Sommerset Wild (alk. 5%) jest piwem spontanicznej fermentacji, uwarzonym w rejonie Sommerset, quasi sommersetomyces wild ale. Wygląda i pachnie jak cydr, pełno tutaj kwaśnych jabłek, jak i niedojrzałej białej porzeczki, jest też kwaśny agrest, wytrawne białe wino oraz subtelna dzikość w tle. Piwo jest kwaskowe, ale z gatunku nie wykręcających języka, w smaku zdecydowanie owocowe, z porzeczką na przedzie. Finisz kwaskowy, wytrawny. Porządny wywar. (6,5/10)

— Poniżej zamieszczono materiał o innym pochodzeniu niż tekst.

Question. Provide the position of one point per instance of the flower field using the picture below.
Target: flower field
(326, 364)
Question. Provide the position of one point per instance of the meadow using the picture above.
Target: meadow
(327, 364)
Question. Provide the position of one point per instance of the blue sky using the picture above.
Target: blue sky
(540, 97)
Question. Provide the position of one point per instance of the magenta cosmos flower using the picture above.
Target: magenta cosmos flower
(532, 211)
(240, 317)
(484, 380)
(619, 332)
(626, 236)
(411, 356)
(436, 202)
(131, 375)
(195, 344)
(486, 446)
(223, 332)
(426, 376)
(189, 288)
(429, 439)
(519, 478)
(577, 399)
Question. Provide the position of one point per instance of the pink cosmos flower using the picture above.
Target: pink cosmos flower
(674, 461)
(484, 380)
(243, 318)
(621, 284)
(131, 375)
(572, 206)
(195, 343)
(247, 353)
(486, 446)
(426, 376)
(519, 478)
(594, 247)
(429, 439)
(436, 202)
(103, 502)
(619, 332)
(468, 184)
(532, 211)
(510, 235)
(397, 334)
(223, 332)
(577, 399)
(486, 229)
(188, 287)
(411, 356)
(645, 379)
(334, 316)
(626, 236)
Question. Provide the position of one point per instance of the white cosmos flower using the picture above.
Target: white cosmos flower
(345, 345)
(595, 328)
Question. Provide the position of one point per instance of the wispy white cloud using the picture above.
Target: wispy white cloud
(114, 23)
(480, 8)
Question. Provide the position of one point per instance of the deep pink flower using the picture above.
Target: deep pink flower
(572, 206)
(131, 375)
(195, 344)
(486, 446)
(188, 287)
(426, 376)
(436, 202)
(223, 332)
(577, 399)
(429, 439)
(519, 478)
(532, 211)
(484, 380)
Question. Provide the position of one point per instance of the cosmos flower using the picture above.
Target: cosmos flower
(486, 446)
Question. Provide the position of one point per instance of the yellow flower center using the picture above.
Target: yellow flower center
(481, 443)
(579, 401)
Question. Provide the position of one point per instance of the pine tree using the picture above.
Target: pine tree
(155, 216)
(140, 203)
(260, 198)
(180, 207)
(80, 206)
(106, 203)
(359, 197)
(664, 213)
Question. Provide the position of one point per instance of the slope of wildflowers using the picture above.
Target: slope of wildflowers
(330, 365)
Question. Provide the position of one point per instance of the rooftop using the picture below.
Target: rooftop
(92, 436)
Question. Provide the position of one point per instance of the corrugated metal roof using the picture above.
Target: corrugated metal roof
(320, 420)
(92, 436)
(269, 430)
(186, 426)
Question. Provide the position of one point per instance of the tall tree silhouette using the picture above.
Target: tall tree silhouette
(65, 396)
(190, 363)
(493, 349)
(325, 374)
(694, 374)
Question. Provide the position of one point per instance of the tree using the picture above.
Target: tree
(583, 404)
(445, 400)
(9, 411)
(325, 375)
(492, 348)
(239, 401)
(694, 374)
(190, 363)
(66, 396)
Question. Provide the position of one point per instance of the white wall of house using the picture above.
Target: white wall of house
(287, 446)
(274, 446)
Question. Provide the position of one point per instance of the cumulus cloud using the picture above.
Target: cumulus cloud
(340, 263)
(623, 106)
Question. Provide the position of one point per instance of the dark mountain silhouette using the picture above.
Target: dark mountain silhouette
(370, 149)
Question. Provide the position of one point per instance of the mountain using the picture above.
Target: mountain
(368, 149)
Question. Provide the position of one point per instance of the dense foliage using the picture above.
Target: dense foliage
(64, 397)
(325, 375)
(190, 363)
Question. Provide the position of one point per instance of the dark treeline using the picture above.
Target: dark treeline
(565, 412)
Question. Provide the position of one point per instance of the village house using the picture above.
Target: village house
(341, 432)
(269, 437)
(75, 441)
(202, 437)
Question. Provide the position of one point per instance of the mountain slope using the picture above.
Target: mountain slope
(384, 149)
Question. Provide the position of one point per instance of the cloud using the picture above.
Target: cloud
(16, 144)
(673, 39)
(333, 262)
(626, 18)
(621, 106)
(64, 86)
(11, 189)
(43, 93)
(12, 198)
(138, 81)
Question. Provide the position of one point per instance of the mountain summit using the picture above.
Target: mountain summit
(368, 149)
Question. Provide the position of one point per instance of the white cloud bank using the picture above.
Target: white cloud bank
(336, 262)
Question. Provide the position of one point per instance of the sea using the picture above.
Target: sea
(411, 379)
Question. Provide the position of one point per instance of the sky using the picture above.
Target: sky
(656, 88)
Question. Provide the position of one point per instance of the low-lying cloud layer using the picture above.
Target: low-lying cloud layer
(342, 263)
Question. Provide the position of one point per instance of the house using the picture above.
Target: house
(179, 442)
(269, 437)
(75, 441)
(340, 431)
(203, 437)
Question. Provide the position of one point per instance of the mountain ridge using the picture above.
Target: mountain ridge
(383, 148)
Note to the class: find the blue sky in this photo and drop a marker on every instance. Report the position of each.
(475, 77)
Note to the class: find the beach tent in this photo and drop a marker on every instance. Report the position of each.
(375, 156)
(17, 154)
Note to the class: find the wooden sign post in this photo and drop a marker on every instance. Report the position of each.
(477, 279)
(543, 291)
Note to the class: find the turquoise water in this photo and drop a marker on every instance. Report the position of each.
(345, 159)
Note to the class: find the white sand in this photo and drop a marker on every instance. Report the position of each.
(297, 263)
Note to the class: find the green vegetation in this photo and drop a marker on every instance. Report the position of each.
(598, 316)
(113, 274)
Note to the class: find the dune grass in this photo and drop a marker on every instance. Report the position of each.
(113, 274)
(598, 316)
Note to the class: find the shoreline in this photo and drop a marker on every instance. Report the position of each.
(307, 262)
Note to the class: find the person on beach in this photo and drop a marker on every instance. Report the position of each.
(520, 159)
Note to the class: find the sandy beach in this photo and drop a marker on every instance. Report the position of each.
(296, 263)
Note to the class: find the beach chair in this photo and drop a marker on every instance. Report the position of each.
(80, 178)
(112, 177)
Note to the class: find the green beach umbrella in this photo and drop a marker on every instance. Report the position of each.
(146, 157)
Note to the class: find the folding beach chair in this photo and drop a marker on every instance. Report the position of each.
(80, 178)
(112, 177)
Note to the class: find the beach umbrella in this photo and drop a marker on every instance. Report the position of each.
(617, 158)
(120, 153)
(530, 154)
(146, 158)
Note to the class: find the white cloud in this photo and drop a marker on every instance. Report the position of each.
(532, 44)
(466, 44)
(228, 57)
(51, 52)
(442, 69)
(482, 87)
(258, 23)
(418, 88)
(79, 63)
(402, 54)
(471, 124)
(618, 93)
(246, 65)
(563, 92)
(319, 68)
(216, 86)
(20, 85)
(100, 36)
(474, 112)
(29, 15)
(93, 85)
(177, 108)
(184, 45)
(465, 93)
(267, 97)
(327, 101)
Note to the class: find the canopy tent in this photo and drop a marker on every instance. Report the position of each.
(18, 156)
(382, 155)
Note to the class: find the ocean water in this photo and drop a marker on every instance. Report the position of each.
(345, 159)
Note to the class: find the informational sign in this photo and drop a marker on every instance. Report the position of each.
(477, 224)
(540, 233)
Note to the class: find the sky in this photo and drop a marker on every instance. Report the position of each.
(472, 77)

Sleeping Lemons (alk. 3,6%) to gose z dodatkiem cytryn macerowanych w soku własnym oraz soli. Nazwa wywodzi się z marokańskiego określenia cytryn spreparowanych w ten sposób. No i te cytryny w samym piwie otwierają się wraz z ogrzaniem, ostatecznie je dominując, będąc jednak na początku słabo wyczuwalnymi. W formie schłodzonej dominują jabłka oraz gruszki, uzupełnione o nutę mineralną, która nabiera na intensywności wraz z rzeczonymi cytrynami. Ciekawe, że piwo przez swoją mineralność zdecydowanie bardziej słone jest w aromacie niż w smaku. W tym ostatnim Śpiące Cytryny są lekko kwaskowe, z posmakiem niesłodzonej lemoniady, a przy tym jednak niespodziewanie mało wyraziste, czy też mówiąc wprost – wodniste. Bądź też po prostu subtelne, jak zwał, tak zwał. (5/10)

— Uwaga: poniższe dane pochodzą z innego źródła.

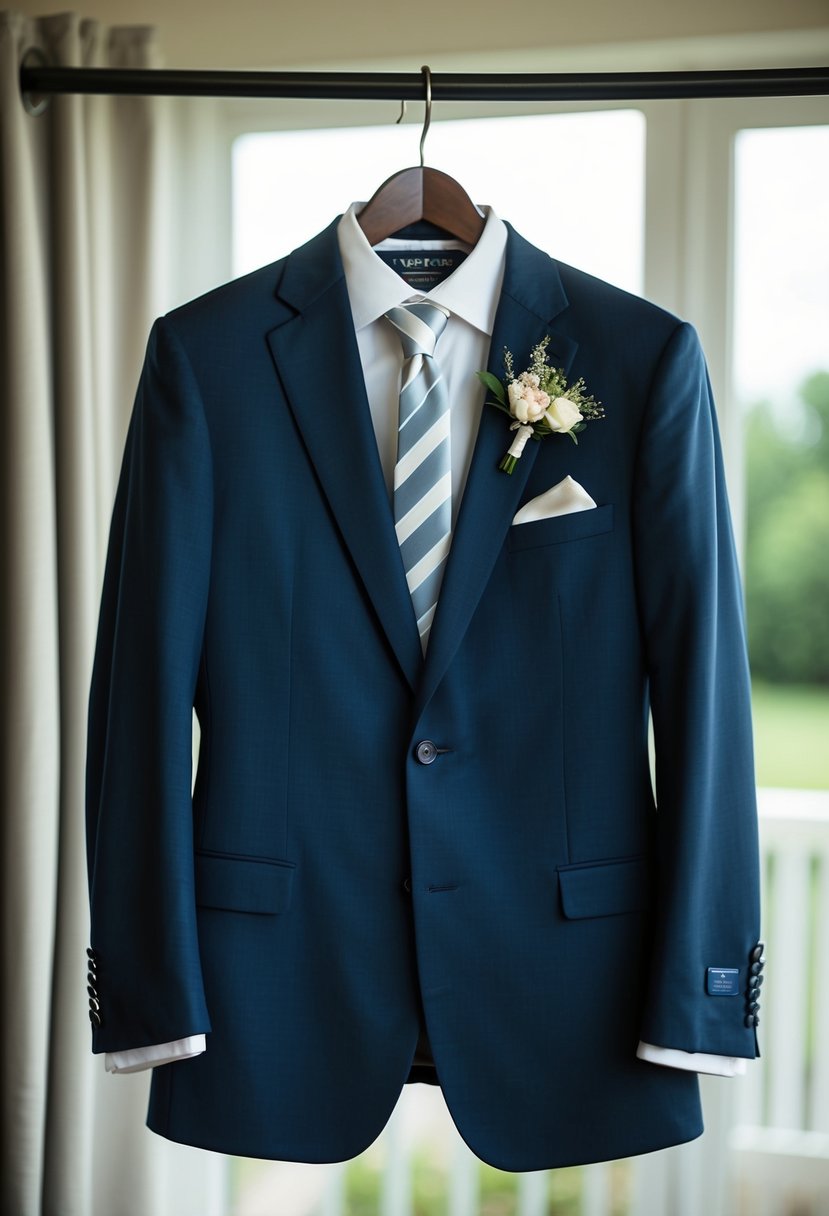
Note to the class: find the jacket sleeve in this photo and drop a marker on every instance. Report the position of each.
(145, 974)
(691, 604)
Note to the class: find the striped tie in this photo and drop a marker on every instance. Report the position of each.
(423, 473)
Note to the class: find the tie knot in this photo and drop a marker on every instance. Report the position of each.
(418, 326)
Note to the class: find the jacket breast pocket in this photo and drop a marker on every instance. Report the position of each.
(243, 884)
(605, 888)
(576, 525)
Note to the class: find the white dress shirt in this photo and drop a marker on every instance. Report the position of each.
(471, 296)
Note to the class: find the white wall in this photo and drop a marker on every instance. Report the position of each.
(281, 33)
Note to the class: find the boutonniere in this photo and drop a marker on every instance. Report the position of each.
(540, 401)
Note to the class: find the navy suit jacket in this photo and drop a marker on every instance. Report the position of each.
(322, 882)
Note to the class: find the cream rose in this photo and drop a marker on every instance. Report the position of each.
(562, 415)
(528, 403)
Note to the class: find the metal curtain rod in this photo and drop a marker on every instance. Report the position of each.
(39, 78)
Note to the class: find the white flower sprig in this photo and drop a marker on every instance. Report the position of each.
(540, 401)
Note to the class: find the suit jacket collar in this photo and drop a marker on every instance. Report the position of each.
(339, 438)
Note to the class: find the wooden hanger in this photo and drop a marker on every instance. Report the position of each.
(413, 195)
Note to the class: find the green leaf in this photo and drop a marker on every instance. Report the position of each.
(494, 384)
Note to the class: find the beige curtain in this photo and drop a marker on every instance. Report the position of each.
(84, 254)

Sleeping Lemons Export (alk. 6%) nie różnią się diametralnie od wersji podstawowej – co nie dziwi – i są z jednej strony lepsze, z drugiej trochę gorsze. Więcej jest tutaj cytryny, więcej kwasku, więcej soli, ale i więcej ciała. Ergo – intensywność aromatyczno-smakowa na plus, ale jednak brakuje mu rześkości. Sądzę, że wersja z 5% alko byłaby w sam raz. (6/10)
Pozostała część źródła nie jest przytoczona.